As Jack stepped forward, something old and silent stirred. Etched faintly into the centre stone, glowing in runes that shimmered like mist, were these words:

“When giants watch and shadows lean,
A marble waits in breath unseen.
Don’t break the hush, don’t chase the light —
Just feel the dark, and walk it right.”

Jack didn’t speak.

He simply stepped into the circle and closed his eyes.

The wind died.

The pouch pulsed.

A marble floated up — dark forest green with streaks of icy silver and deep navy blue, like a storm rolling over a moor. It glowed gently, but with weight — like it knew things Jack never would.

🪨 STRIPY TOONS

The marble was patterned like a stone cairn or a layered cliff, swirling with memory, gravity, and stillness.

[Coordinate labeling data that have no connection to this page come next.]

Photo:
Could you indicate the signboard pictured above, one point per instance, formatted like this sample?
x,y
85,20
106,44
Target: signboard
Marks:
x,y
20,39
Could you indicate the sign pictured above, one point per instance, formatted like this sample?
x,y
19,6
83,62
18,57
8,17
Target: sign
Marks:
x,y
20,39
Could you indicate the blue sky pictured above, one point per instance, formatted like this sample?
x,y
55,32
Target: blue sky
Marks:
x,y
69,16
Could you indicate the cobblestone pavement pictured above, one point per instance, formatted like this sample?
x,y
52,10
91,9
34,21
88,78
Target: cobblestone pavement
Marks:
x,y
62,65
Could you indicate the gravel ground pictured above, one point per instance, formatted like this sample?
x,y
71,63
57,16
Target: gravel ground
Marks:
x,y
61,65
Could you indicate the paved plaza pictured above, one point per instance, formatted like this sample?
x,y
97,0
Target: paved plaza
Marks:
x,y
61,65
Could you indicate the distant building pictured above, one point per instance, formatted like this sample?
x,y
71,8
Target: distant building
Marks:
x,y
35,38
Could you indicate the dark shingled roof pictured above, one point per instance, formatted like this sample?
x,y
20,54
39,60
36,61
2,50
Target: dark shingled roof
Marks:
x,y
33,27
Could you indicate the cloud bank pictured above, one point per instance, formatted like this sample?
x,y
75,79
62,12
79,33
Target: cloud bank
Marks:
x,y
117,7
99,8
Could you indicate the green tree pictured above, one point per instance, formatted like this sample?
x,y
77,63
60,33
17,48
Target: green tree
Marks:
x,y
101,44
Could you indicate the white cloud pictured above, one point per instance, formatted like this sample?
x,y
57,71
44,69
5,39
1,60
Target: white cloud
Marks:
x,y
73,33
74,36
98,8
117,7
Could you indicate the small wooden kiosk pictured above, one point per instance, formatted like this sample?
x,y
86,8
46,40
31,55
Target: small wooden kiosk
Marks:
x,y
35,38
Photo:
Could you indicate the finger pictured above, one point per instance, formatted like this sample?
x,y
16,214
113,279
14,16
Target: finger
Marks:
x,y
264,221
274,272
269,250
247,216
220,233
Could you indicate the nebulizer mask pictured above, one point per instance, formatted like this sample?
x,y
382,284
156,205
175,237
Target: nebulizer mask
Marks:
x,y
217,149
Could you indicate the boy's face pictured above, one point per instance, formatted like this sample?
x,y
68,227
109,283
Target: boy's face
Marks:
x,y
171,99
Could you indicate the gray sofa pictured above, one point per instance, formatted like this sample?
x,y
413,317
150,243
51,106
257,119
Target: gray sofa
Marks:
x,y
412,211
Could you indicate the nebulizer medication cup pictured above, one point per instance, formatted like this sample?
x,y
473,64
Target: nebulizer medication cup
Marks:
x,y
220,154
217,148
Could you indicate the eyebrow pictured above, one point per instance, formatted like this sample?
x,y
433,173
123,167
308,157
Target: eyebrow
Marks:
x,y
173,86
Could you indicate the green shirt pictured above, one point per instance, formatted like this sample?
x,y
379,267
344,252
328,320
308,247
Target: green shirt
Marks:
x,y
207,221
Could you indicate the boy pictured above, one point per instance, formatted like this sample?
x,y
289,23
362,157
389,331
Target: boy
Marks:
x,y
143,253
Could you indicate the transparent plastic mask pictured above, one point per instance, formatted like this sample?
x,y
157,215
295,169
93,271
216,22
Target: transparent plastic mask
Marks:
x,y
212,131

Bernard’s voice was soft. “Stripy Toons is the marble of ancient watchers. She carries the patience of stone and the memory of rain. She listens long before she speaks — and speaks only when it matters.”

Jack knelt, pressed the marble into the earth between the stones…

Pop!
It disappeared into the pouch.

The wind returned — gently. The stones stood tall, unmoving, but somehow… lighter.

Imogen scribbled quickly. “It felt like we asked a question, and they answered without words.”

Bernard stared out over the hills. “And now, we go far… far east. Our next marble is waiting in the bright lights and quiet corners of South Korea.”